Cristóbal, con la sua sensibilità profonda, non si è limitato a seguire la visione paterna, ma ne è diventato parte integrante, immerso in quell’universo simbolico. Il cambio di nome, da Axel a Cristóbal, è un gesto psicomagico di emancipazione: un taglio rituale con l’albero genealogico, un tentativo di sciogliere i nodi invisibili dell’eredità per ritrovare un’identità tutta sua, libera dal peso paterno.

In effetti, se osserviamo la biografia dei figli di Jodorowsky — e in particolare di Cristóbal (nato Axel), interprete di Fenix — emerge un rapporto complesso, carico di proiezioni. Alejandro, più che semplice padre, è stato per i suoi figli un alchimista creativo, capace di trasformare la loro vita in materia prima per la propria opera.

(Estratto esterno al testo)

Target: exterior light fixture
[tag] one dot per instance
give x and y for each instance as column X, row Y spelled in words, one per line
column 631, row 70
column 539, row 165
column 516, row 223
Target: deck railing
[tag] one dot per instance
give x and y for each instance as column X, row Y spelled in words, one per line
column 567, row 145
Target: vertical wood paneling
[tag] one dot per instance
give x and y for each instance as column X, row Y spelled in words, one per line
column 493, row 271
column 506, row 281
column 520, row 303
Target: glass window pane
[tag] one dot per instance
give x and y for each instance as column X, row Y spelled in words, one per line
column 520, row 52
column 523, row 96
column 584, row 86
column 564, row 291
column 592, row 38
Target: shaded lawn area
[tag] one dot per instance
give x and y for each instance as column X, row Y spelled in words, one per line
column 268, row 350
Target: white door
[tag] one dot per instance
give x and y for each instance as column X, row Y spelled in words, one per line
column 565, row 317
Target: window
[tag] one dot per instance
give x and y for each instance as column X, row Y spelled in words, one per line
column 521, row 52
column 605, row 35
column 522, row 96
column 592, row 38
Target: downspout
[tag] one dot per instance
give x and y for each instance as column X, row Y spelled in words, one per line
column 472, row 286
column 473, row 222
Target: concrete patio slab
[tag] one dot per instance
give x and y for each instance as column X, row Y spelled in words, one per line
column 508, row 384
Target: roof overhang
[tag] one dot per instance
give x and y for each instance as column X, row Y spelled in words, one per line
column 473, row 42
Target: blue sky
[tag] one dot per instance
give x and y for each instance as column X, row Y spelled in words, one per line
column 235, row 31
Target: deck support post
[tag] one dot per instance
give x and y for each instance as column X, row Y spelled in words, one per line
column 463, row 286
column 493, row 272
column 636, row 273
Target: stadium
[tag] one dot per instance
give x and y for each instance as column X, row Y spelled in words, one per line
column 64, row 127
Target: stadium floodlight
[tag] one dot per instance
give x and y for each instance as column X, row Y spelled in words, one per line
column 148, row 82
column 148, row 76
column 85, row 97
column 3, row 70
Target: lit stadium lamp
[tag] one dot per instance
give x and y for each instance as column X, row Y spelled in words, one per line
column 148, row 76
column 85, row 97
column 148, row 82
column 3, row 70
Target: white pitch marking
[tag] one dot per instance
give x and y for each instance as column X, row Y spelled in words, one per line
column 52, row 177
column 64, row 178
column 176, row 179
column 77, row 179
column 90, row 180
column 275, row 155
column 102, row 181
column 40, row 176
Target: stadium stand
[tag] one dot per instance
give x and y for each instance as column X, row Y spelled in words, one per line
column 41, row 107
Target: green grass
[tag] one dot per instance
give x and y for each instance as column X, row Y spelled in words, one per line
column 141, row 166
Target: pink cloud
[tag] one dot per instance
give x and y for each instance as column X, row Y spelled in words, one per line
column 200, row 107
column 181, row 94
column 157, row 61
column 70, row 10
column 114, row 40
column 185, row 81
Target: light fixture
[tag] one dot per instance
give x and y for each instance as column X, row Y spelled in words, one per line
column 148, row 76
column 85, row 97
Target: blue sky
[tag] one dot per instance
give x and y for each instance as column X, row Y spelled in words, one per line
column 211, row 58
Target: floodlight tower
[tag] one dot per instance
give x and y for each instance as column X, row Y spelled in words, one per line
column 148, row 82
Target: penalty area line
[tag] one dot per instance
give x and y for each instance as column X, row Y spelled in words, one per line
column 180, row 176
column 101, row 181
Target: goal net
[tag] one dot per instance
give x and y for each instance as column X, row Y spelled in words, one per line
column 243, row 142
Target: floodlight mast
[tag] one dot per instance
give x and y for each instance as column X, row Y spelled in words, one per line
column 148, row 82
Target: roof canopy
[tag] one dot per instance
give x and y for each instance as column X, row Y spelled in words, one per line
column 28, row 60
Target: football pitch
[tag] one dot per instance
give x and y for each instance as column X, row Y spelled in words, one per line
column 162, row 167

E il sangue di Cristo che sgorga — in una delle scene più potenti — non è soltanto simbolo sacro: è la materializzazione del trauma, delle cicatrici invisibili, della sofferenza taciuta.

Cristóbal ha provato a sfuggire al suo destino cambiando nome, ma le radici restano impossibili da estirpare. L’albero genealogico non cade con un colpo d’accetta: rimane lì, un’ombra che si insinua in ogni scelta, in ogni relazione, in ogni creazione.

Forse, allora, il parricidio avrebbe avuto più senso del matricidio. Forse, per salvarsi davvero, Cristóbal avrebbe dovuto uccidere Alejandro — simbolicamente, naturalmente — per liberarsi da quell’ombra onnipresente. Ma questa verità resta nascosta sotto il tappeto del film, lasciando aperta una domanda provocatoria:

Chi è il vero carnefice, e chi la vera vittima, in questa sacra famiglia?